Dressel conceded his departure was bittersweet.

"It's been such a rewarding job, I can't even begin to tell you," said Dressel, 65, who lives in Roselle.

He adds he would still be on the job if it weren't for a state recommendation that firefighters retire at age 65, which Arlington Heights adopted into an ordinance.

He may be sidelined from active duty but he plans to continue teaching CPR and first aid techniques to local schools, churches, doctors' and dentists' offices, and possibly volunteer with the American Red Cross.

Dressel was among the first group of suburban firefighters to be trained in advanced life support under a new Emergency Medicine System started at Northwest Community Hospital in 1972 by emergency room physician Dr. Stanley Zydlo.

Dressel figures there were around 50 firefighters in that first class - from several villages - that developed into the multi-response system that now includes more than 6,000 paramedics and 19 communities.

Of the original class, Dressel is the last to retire.

"We already were certified as emergency medicine technicians," Dressel says, "but this took us to the next level."

Having had worked on the job for three years before Dressel started the training, he knew of its need.

"Being on an ambulance and not knowing advanced life support, we lost a lot of people," Dressel says. "I wanted to be able to help individuals the best I could."

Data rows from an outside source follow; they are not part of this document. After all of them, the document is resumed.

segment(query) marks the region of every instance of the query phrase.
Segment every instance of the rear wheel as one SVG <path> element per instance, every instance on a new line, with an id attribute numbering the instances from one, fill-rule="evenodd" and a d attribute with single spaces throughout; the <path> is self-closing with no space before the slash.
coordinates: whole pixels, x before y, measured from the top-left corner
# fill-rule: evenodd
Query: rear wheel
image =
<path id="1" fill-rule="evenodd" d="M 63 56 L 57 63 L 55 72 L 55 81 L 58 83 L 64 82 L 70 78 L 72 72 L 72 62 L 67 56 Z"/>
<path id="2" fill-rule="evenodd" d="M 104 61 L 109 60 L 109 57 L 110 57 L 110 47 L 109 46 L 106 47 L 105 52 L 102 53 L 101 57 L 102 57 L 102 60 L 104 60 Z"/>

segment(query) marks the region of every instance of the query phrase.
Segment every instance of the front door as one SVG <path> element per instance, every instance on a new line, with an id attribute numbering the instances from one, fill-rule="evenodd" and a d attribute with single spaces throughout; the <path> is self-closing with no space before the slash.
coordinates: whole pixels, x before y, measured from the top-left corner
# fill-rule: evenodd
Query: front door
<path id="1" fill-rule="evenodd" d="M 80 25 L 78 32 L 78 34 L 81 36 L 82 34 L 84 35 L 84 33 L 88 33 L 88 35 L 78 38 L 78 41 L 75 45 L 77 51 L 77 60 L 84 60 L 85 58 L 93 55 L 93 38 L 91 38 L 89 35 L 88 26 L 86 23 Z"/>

The first call he and his partner responded to, fresh out of training, was to a heart attack victim. Right from the start, he realized they needed more than two sets of hands to deliver the best care.

"I knew we needed more manpower," Dressel says, "so we started initiating squad trucks responding along with the ambulance, with three or four people."

The expanded response team led to many satisfying outcomes, but one stands out for Dressel, a 42-year-old man who had suffered a potential heart attack.

"When we arrived, he was in full cardiac arrest," Dressel says. "It was touch and go, trying to keep his heart going, but we managed to establish a pulse and get him to the hospital."

As they left, the victim's 7-year old son turned to Dressel and made a heart wrenching request: "Please save my Daddy."

Dressel didn't learn until the next day that the man had been revived, and within three months his victim stopped by the fire station to thank him.

"There were others, but that one really sticks out," Dressel said. "You don't get many that come back to thank you."